‘Schnabel’s paintings are objects that have sculptural presence, by virtue of their size, their frame, their weight, their three dimensionality, or the different materials used in composing them. Like a piece of furniture, the painting’s proportions are directly related to their surroundings’
– Max Hollein
An opulent example from Julian Schnabel’s acclaimed series of Velvet Paintings, The Misunderstood One, 1986, is as enigmatic and emotive as its title. At over two metres tall, Schnabel has painted a larger-than-life contraption of interconnected golden bells set against a lush velvet black; in the background, horizontal pink lines streak and vanish. Characteristic of Schnabel’s practice, the painting is overpowering and possesses what art historian Max Hollein calls a ‘raw, instinctive quality…that gives his works a rare intensity and aura’, owing in part to the seemingly fragmentary and isolated central motif (M. Hollein, ‘The Works and Their Viewers’, Julian Schnabel: Malerei/ Paintings 1978 – 2003, exh. cat., Schirn Kunsthalle, Frankfurt, p. 37).
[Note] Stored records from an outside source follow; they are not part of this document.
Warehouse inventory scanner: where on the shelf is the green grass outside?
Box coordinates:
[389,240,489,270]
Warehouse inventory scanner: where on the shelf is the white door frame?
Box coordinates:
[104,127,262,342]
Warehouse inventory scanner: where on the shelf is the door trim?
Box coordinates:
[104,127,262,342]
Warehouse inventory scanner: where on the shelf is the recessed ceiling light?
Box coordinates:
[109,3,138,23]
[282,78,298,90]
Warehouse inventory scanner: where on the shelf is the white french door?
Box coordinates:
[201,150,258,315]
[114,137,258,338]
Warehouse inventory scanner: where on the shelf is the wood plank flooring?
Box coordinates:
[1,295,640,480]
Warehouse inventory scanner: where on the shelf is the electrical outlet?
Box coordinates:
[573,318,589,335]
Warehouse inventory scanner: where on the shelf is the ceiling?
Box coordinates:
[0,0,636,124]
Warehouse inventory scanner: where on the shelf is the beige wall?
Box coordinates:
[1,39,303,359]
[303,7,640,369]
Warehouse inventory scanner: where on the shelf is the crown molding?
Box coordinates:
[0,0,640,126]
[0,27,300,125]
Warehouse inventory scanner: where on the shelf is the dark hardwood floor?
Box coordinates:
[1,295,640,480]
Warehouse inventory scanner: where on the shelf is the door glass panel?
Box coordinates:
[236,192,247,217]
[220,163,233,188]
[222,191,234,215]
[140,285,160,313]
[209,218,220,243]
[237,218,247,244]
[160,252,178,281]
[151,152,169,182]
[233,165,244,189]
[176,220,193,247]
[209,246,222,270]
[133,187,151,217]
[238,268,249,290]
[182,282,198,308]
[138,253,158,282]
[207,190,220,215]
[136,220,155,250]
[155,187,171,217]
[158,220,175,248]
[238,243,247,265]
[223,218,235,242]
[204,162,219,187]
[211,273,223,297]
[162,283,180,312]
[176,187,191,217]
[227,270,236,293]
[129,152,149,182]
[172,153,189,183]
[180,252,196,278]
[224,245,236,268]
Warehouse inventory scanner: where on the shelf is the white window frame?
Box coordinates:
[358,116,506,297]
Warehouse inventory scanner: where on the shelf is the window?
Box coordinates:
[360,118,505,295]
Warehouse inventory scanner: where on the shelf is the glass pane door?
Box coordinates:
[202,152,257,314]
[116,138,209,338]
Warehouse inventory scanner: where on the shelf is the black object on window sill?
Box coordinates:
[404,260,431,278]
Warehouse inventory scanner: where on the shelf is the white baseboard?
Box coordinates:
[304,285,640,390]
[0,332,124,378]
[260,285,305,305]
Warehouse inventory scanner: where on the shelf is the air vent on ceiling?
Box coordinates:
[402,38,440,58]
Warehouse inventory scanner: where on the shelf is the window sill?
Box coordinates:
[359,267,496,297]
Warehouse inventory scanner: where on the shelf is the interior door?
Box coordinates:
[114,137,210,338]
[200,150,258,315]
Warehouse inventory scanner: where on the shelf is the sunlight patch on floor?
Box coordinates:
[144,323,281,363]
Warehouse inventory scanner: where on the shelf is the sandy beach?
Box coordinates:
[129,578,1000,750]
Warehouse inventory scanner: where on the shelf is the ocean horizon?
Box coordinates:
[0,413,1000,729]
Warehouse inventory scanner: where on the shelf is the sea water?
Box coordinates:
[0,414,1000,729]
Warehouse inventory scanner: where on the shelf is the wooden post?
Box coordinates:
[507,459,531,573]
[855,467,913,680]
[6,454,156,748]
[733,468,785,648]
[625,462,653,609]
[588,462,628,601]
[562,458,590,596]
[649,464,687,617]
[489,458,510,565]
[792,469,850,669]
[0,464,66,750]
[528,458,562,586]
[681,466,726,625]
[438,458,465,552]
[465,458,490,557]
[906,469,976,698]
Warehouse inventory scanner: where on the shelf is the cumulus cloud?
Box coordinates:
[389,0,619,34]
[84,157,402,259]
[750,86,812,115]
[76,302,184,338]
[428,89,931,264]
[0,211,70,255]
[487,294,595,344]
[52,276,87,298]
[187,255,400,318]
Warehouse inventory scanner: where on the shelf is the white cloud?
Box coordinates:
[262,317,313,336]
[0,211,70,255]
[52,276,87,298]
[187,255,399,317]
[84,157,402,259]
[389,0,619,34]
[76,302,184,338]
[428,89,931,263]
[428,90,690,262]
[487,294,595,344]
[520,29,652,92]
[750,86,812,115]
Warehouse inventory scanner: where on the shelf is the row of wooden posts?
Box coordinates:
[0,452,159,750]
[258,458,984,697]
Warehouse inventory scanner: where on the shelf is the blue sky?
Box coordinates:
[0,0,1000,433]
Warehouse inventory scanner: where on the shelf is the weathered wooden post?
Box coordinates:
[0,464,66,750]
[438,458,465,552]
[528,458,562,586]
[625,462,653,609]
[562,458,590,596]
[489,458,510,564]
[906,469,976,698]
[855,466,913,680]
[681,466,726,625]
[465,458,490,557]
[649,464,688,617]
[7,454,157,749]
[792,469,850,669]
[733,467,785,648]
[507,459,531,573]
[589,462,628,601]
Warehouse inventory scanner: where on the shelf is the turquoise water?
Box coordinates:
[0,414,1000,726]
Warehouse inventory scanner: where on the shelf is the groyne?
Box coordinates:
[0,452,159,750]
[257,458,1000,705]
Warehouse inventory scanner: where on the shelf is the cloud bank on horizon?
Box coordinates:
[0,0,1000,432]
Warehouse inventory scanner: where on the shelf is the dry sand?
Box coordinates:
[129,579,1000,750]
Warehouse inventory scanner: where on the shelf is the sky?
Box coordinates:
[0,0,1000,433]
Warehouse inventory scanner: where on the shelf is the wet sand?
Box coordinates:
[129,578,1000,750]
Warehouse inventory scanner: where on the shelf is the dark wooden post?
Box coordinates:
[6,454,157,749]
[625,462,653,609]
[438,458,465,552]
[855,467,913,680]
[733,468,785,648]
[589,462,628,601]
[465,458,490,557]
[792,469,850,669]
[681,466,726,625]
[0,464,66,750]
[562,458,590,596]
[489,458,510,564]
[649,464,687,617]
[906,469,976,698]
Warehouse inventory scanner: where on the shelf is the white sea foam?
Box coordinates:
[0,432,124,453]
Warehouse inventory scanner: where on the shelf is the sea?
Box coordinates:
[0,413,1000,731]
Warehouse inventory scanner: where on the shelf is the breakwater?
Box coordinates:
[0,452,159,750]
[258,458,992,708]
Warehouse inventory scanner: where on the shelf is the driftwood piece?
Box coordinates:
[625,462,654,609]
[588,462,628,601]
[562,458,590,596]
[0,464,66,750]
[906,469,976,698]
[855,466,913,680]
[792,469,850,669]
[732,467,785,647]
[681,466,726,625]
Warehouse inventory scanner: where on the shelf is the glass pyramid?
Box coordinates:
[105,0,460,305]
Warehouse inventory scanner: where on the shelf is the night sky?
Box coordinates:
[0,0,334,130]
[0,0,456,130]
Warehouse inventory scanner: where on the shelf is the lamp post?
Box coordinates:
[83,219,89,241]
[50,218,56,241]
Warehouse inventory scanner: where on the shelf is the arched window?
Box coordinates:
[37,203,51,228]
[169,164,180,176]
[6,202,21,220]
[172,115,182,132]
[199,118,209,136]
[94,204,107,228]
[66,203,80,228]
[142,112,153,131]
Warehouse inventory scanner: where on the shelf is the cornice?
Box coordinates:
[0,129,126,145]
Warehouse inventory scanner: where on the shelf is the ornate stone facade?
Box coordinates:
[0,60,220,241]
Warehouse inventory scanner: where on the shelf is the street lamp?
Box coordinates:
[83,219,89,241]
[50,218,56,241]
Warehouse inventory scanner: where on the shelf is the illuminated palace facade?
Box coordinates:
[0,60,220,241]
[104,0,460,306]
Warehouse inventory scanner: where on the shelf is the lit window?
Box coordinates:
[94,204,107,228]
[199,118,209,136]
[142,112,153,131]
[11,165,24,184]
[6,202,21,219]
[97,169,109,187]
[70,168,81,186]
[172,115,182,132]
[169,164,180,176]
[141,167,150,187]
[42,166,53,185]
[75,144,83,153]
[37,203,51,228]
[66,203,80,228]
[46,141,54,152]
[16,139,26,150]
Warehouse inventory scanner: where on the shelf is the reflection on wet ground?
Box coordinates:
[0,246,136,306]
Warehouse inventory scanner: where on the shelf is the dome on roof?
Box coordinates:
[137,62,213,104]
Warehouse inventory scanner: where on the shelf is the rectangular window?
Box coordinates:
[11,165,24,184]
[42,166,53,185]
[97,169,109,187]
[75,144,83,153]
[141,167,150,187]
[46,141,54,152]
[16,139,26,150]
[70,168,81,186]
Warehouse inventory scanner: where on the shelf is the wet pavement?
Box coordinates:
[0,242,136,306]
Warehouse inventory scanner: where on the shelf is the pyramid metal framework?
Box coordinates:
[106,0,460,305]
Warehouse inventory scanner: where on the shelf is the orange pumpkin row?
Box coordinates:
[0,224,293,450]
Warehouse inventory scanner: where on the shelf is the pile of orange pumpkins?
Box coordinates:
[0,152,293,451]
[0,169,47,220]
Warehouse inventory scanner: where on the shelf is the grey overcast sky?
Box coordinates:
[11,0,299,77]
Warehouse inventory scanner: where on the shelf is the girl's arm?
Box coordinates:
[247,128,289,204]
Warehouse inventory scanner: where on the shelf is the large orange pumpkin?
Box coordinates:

By the year of 1986, Schnabel was an established presence on the New York art scene, known for his neo-expressionist paintings which placed his work in dialogue with that of Georg Baselitz among others; the next year would bring a retrospective of his work at the Whitney Museum of American Art. As with his Plate Paintings, the Velvet series transforms the established conventions of the fat pictorial plane. The Misunderstood One appears to crackle and fizz with a psychological charge, both as image and as a material surface, the black velvet emanating a mesmeric enchantment.